高校野球をテーマとした作品であり、国見比呂と橘英雄という2人の野球少年と、雨宮ひかりと古賀春華という2人のヒロインを中心に、野球をめぐる青春と恋愛が描かれている。
比呂は中学時代、肘に爆弾を抱えていると医師に診断された。高校ではサッカー部に入るが、部員たちの野球を馬鹿にした態度が嫌になり、野球同好会に入会。中学でバッテリーを組んでいた野田も入会し、甲子園出場を決意。まずは同好会から部へ昇格させることを目指す。

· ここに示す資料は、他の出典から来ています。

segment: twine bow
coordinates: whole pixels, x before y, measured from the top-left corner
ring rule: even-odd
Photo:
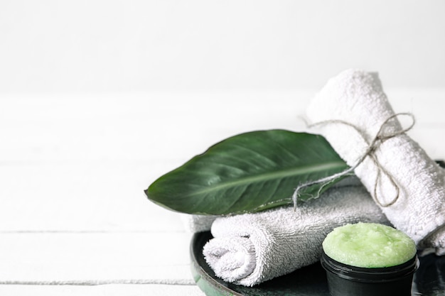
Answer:
[[[388,124],[388,123],[392,119],[400,116],[408,116],[411,117],[412,122],[409,125],[409,126],[408,126],[406,128],[402,128],[400,131],[396,131],[385,133],[385,126]],[[321,122],[318,122],[318,123],[311,124],[311,125],[307,125],[307,126],[309,128],[313,128],[313,127],[316,127],[318,126],[323,126],[326,124],[344,124],[344,125],[350,126],[361,136],[361,137],[363,138],[363,141],[366,141],[365,134],[357,126],[354,126],[353,124],[349,122],[344,121],[342,120],[336,120],[336,119],[327,120],[327,121],[321,121]],[[410,113],[398,113],[397,114],[392,115],[387,119],[386,119],[386,120],[385,120],[385,121],[383,121],[383,123],[380,126],[377,134],[372,138],[372,141],[371,141],[371,143],[368,144],[368,146],[366,150],[365,151],[365,153],[363,153],[363,155],[360,158],[358,158],[358,160],[357,160],[357,162],[355,163],[354,165],[343,170],[343,172],[340,172],[336,174],[332,175],[331,176],[325,177],[323,178],[318,179],[314,181],[309,181],[306,183],[299,185],[295,189],[295,191],[294,192],[294,194],[292,194],[292,201],[294,202],[294,208],[296,207],[297,199],[298,199],[299,192],[301,190],[302,190],[303,188],[309,187],[309,186],[314,185],[316,184],[321,184],[321,186],[318,189],[318,191],[316,196],[316,197],[318,197],[320,195],[320,192],[321,192],[321,190],[329,183],[335,181],[336,179],[341,177],[353,175],[353,171],[355,170],[355,168],[357,168],[357,167],[358,167],[365,160],[365,159],[368,156],[371,158],[371,160],[372,160],[372,162],[374,163],[374,164],[375,165],[377,168],[377,176],[375,179],[375,184],[374,185],[374,194],[372,196],[374,200],[378,205],[382,207],[390,207],[392,204],[394,204],[399,199],[400,189],[399,186],[397,185],[395,180],[394,179],[394,177],[383,166],[382,166],[380,163],[378,161],[377,158],[377,155],[375,155],[375,152],[377,150],[379,146],[382,145],[382,143],[383,143],[385,141],[406,133],[407,131],[412,128],[414,124],[415,124],[414,117]],[[390,182],[391,182],[392,185],[395,189],[395,194],[394,198],[390,202],[387,202],[387,203],[383,203],[380,202],[380,199],[379,199],[377,196],[377,186],[378,186],[378,184],[380,182],[380,180],[382,176],[386,176],[390,180]]]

やがて野球部創設が認められ、甲子園を目標に本格始動する。
1995年にアニメ化され、2005年には山田孝之主演でドラマ化もされ、話題となった。

Genki7のレビュー・評価・感想

H2 / エイチツー
10

H2

タッチでも有名な、あだち充先生の代表作のひとつです。主人公は国見比呂と橘英雄。同じ中学校のエースと4番である比呂と英雄の2人の名前から題名がついているわけですが、ヤブ医者に騙されて野球を諦め、野球部のない高校に入った比呂と、名門の4番を1年生から任された英雄。そして、幼なじみのひかりを英雄に紹介しておきながら、後からひかりへの恋心に気がつく比呂。いかにも、あだち充先生らしい性格が良すぎて貧乏くじを引いてしまうような、不器用な生き方をする主人公とライバルとの青春ラブ&スポーツ漫画です。何よりもこの作品が良いところは、登場するキャラクターが、全員憎めないところです。高校生だからこそ感じる、自分と他人の違いに全キャラクターが葛藤しながら認め合い、競い合い、野球を通して自分を見つめ直し、成長していくのです。野球も恋も、負けたら終わりではありません。もちろん勝ったら全て良しという訳でもありません。優秀な人が全てを手に入れる訳でもなく、不器用な人が負け組になって得のない人生になる訳でもありません。全ての人にそれぞれの幸せがあり、夢途絶えた後にも前を向けばまた新しい夢ができる、そんなメッセージ性のある漫画です。深く考えなくても心から楽しめるので是非読んでください。